Rubio Says Citizenship in U.S. Immigration Revamp Isn’t Amnesty
Millions of undocumented immigrants in the U.S. should be allowed to earn their citizenship because deporting them isn’t realistic, said Florida Republican Senator Marco Rubio.
Rubio, who has emerged as a leading supporter of revamping U.S. immigration laws, spoke yesterday on all five Sunday talk shows to defend a bipartisan proposal expected to be introduced this week in the Senate.
Rubio, speaking on NBC’s “Meet the Press” program, rejected arguments that the proposal would amount to amnesty for the estimated 11 million undocumented immigrants in the U.S.
“It’s not amnesty because you pay serious consequences for having violated the law,” Rubio said. “If someone believes we can round them up and deport them, they should advocate that. I don’t think that’s a reasonable goal.”
The plan would allow undocumented immigrants to remain and work in the country if they meet certain requirements and apply for permanent residency -- or a green card -- after 10 years, Rubio said. They could apply for citizenship after receiving their green cards, he said.
A group of eight senators has resolved “every significant disagreement” when it comes to immigration reform and plans to introduce a bill tomorrow, Senator Charles Schumer, a Democrat from New York, said on ABC’s “This Week” program.
“I think you’ll see a major agreement, that’s balanced but fair, that will have the widespread support of the American people,” Schumer, one of the group of eight, said yesterday on ABC’s “This Week” program. “This is a balanced approach that both prevents future waves of illegal immigration, but has common-sense solutions.”
After being introduced, the bill will be subjected to hearings and negotiations as lawmakers and President Barack Obama’s administration attempt to craft a major overhaul of U.S. immigration laws for the first time in nearly three decades.
Vermont Senator Patrick Leahy, the Democratic chairman of the Senate Judiciary Committee, told reporters last week he expects to review the proposal at an April 17 hearing.
A series of security “triggers” must be met before undocumented immigrants can begin applying for green cards, including tougher border security and the creation of a nationwide worker verification system, Rubio said. The government also must create an electronic system to verify whether foreigners have overstayed their visas, Rubio said.
“It will be cheaper, faster and easier for people to go back home and wait 10 years than it will be to go through this process that I’ve outlined,” Rubio said during an appearance on the “Fox News Sunday” program. “That’s why it’s not amnesty.”

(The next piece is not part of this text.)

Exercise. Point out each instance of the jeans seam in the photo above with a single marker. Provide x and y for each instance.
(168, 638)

Undocumented immigrants would be granted temporary work permits to remain in the country for the 10 years before they could apply for green cards under the plan, Rubio said.
The temporary work permits would be available as soon as the U.S. Department of Homeland Security establishes a plan to secure the nation’s borders.
Undocumented immigrants would have to pass background checks and pay fines and application fees in order to receive a temporary work permit, Rubio said. They wouldn’t qualify for federal benefits, such as welfare, under the temporary permits, Rubio said.
Alabama Republican Senator Jeff Sessions said on ABC’s “This Week” that he’s “not convinced” the immigration proposal is good for the country.
It “will give amnesty now, legalize everyone that’s here effectively today and then there’s a promise of enforcement in the future,” said Sessions, the top Republican on the Senate Budget Committee.
“Even if you pass laws today that appear to be effective, it doesn’t mean they’re going to be enforced,” Sessions said.
Texas Republican Senator John Cornyn said on “Fox News Sunday” he would find it difficult to support giving temporary legal status to those in the country illegally until public confidence is restored in the government’s ability to secure the nation’s borders.
The White House disagrees with senators on the need for enforcement triggers, Rubio said on CNN’s “State of the Union.” The difference must be resolved before immigration reform legislation can be signed into law.
Regardless, Rubio said he’s optimistic the Senate will pass an immigration reform bill this year.
“If enforcement is not a part of this, and if we don’t modernize legal immigration, if we don’t do all these things, then we’re going to be right back here in 10 years having this conversation all over again,” Rubio said. “And that would be the worst possible outcome.”